City finances are under increasing pressure from rising pension obligations and stagnant or falling state and federal aid. Attempts to close the deficit are also complicated by Cornell University’s tax-exempt status, according to Myrick.
Sixty percent of the assessed value in the city is tax exempt, and Cornell owns 89 percent of that tax-exempt land, Myrick said. The potential tax value of this land exceeds the $20 million in property taxes collected from the rest of the city, according to documents released by the City of Ithaca.
While the University contributes $1.2 million to city coffers each year under a Memorandum of Understanding, or agreement made with the city, Myrick said he would like to see the amount rise to $3 million in order to better cover the burdens the University imposes on city infrastructure, such as increased maintenance of roads and bridges that traffic necessitates.
The large amount of tax exempt land in the city is also related to another issue that Myrick said affects the city’s budget: state aid. Myrick said he wants New York State to change the formula by which revenues from the state income tax are distributed to its cities to include the amount of tax-exempt land within a city.
New York State has also placed additional pressure on the city’s budget through its management of the state and local pension system. According to Myrick, the city’s pension costs have increased 300 percent annually for five years.
These increases, Myrick said, were necessary in order to cover shortfalls in the state’s pension plan. According to Myrick, the New York State and Local Retirement System — which administers the city’s pension plans — assumed that the markets in which the plan invested were safe and thus stopped asking for employee contributions. This action undermined the solvency of the plan when the markets crashed.

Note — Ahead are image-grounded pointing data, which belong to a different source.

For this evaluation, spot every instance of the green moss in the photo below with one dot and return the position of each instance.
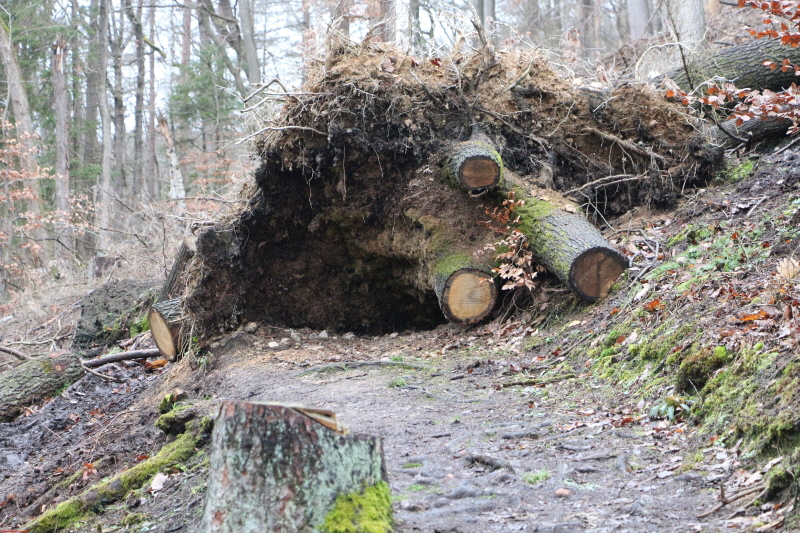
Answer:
(367, 511)
(131, 519)
(696, 368)
(118, 486)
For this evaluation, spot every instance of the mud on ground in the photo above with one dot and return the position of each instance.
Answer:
(585, 441)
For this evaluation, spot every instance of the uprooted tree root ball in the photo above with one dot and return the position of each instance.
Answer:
(354, 208)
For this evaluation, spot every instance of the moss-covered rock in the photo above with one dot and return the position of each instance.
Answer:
(697, 368)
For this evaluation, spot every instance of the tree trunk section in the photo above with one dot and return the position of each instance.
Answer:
(274, 469)
(475, 164)
(166, 324)
(64, 244)
(742, 65)
(176, 189)
(570, 247)
(33, 381)
(466, 295)
(172, 285)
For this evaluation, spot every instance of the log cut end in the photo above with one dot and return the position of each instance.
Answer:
(476, 165)
(479, 172)
(166, 324)
(468, 295)
(595, 271)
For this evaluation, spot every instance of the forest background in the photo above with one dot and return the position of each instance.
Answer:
(124, 124)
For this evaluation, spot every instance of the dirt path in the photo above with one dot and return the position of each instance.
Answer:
(464, 456)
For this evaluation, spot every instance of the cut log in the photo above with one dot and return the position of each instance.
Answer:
(274, 469)
(570, 247)
(33, 381)
(741, 64)
(466, 295)
(476, 164)
(166, 323)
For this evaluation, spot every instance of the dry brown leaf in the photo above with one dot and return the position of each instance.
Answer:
(788, 268)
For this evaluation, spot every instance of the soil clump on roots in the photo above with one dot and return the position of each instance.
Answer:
(352, 203)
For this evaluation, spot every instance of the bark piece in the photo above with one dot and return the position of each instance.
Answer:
(476, 164)
(34, 380)
(275, 469)
(466, 295)
(570, 247)
(166, 323)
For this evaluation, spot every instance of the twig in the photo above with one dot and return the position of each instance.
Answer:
(619, 177)
(124, 356)
(280, 128)
(347, 365)
(529, 382)
(625, 144)
(101, 376)
(754, 207)
(15, 353)
(726, 501)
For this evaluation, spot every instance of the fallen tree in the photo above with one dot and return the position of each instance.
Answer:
(370, 207)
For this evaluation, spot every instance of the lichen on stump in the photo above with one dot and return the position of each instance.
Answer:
(274, 469)
(34, 380)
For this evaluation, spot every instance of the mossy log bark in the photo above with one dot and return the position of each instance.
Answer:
(476, 164)
(274, 469)
(166, 323)
(570, 247)
(741, 64)
(466, 294)
(34, 380)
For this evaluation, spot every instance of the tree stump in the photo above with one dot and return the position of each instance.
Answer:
(274, 469)
(166, 323)
(34, 380)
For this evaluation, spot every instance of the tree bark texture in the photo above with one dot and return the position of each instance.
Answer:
(64, 244)
(166, 323)
(274, 469)
(475, 164)
(33, 381)
(742, 65)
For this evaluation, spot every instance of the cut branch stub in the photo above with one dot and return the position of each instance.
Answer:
(476, 164)
(570, 247)
(466, 294)
(275, 469)
(166, 323)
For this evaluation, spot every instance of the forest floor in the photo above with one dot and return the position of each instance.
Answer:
(627, 415)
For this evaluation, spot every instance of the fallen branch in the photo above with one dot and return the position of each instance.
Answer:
(725, 501)
(15, 353)
(530, 382)
(124, 356)
(348, 365)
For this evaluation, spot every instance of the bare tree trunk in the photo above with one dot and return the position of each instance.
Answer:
(94, 85)
(388, 17)
(121, 184)
(687, 19)
(151, 162)
(249, 42)
(104, 203)
(135, 16)
(176, 189)
(64, 245)
(638, 18)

To a lesser degree, the city is also suffering from the expiration of money provided by the American Recovery and Reinvestment Act of 2009, also known as the stimulus package, according to Myrick.
“The stimulus helped us save jobs and complete much needed infrastructure projects, but while the infrastructure will be with us for decades, the job funding has evaporated,” he said.
The city has also taken steps to save money outside of the budgeting process as well. The city has offered retirement incentives in order to reduce payrolls and has refinanced its debt, which Myrick said will save the city $700,000 over the next 10 years.
Myrick will submit his budget to the Common Council by the first week of October, which the Common Council must vote on by the first week of November.